Comme si Paris pouvait être le relais efficace de la relance d’une relation avec l’UE abimée par trois années de tensions ponctuées en mai 2021 par la mise en sommeil de la ratification par le parlement de l’accord sur les investissements signé à la fin 2020. Lire : La relation Chine – Europe à la croisée des chemins.

Le défi est de taille.

Portée par le Président Macron, la stratégie qui tente d’échapper à la logique des blocs est compliquée par la carte sauvage du durcissement implacable de Pékin dans le Détroit de Taïwan.

Comment en effet Paris qui se targue d’être une puissance du Pacifique, pourrait-il rester neutre face au risque de conflagration majeure que la Chine autocrate agite pour imposer par la force une réunification non désirée, aux 24 millions de Taïwanais gouvernés par un système démocratique.

La neutralité théorique française promue par le président français qui dit ne vouloir traiter avec Pékin que de questions qu’il serait en mesure de maîtriser, est d’autant plus difficile à tenir en Europe que, le 22 mars dernier, la ministre allemande de l’éducation Bettina Stark – en 26 ans c’est une première pour un membre du gouvernement fédéral – s’est rendue à Taïwan pour apporter son soutien à l’Île.

La visite faisait suite à celle de cinq sénateurs français en septembre 2022, peu après la crise provoquée par la visite de Nancy Pelosi en août 2022. Elle confirmait un élan européen déjà manifesté en faveur de Taïwan par le Président du Sénat Tchèque Milos Vystrcil venu à Taipei en septembre 2020 à la tête d’une délégation de 89 membres. Lire : Le sénat tchèque à Taïwan. Pékin perd son calme. Le fossé se creuse entre l’Île et les Chinois.

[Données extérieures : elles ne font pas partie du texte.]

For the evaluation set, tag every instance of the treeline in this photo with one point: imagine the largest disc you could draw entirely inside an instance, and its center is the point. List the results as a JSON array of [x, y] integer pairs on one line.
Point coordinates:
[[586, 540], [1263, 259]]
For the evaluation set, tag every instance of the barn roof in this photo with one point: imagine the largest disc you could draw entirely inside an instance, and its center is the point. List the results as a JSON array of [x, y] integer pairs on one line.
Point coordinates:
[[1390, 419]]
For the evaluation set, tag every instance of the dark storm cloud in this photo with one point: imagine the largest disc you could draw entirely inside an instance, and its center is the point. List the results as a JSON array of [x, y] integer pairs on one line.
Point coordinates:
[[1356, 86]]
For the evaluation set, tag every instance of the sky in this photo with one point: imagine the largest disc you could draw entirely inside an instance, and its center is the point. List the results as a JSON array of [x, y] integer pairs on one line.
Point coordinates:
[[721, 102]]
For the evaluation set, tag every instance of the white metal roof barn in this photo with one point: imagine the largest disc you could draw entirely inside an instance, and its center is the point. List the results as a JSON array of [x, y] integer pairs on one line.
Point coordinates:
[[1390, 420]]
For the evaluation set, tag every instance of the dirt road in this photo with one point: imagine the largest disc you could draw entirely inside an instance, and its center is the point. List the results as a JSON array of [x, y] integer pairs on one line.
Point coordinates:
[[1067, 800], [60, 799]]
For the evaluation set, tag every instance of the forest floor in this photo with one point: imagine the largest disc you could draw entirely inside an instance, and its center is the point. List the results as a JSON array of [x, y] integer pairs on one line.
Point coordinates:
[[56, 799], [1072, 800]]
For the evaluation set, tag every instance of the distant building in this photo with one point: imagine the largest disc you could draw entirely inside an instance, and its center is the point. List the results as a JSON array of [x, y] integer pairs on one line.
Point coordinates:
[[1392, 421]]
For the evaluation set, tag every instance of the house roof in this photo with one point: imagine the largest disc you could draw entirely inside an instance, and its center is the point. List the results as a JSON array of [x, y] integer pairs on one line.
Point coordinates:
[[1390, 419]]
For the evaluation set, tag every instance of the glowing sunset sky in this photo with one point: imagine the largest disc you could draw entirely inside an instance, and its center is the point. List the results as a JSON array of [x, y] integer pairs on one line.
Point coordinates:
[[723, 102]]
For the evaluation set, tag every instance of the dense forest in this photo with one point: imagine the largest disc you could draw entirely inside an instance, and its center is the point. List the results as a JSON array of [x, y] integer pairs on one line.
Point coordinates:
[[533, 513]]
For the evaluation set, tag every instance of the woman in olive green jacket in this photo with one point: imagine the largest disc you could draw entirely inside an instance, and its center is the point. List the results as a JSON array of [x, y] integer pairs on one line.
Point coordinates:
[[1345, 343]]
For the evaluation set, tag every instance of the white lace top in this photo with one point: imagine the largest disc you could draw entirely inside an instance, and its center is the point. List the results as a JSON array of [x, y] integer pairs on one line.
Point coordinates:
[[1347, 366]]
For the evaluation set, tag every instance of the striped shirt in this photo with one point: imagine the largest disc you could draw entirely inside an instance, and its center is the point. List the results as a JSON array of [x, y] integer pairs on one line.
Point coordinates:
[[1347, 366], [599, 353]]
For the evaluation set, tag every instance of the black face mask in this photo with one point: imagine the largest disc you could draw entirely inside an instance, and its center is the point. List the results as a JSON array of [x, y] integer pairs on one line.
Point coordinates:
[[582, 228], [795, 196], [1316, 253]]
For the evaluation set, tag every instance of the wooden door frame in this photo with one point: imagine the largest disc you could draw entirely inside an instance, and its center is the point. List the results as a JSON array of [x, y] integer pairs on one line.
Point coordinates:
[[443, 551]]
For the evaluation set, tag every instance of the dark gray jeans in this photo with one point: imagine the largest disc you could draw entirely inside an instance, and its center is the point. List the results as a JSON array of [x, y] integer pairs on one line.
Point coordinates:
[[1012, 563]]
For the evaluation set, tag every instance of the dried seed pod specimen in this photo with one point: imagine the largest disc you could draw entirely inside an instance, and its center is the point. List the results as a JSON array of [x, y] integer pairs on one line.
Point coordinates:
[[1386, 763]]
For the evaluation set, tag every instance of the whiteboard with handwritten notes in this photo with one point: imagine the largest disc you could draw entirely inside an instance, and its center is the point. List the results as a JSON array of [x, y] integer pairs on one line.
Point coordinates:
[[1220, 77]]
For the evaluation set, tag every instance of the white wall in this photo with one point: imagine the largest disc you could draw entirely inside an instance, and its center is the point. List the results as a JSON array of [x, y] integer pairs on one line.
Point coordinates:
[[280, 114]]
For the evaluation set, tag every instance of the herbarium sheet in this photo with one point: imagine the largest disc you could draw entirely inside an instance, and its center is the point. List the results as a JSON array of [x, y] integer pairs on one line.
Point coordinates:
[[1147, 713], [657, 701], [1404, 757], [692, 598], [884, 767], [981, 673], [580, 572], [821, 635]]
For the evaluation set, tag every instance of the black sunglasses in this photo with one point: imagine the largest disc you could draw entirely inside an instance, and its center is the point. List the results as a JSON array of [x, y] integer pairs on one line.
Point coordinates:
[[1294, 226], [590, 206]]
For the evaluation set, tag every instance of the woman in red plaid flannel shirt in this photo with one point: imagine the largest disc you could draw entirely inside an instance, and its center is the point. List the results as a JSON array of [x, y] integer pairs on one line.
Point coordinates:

En Europe, les sentiments antichinois ont été attisés par la brutalité de la réaction de Pékin qui, en novembre 2021, a réduit son niveau de représentation diplomatique avec la Lituanie en représailles de l’ouverture d’un Bureau de représentation de Taïwan à Vilnius.

Les Tchèques ont récidivé. Le 25 mars 2023, la présidente de la chambre des députés Marketa Pekarova Adamova est venue à Taipei à la tête d’une délégation monstre de 160 membres que Joseph Wu le MAE taïwanais, ravi de l’opportunité de défier Pékin, a invités à un banquet.

En fort contraste avec ces défis européens lancés a Pékin, dans un long communiqué commun de 51 points balayant la coopération bilatérale, les Présidents français et chinois n’ont évoqué ni les démonstrations de force de l’APL dans le Détroit de Taïwan, ni la guerre en Ukraine, seulement mentionnée de manière générale qui reprenait quelques-uns de douze points de principe des propositions de Pékin pour le règlement de la crise, sans cependant désigner l’agresseur russe.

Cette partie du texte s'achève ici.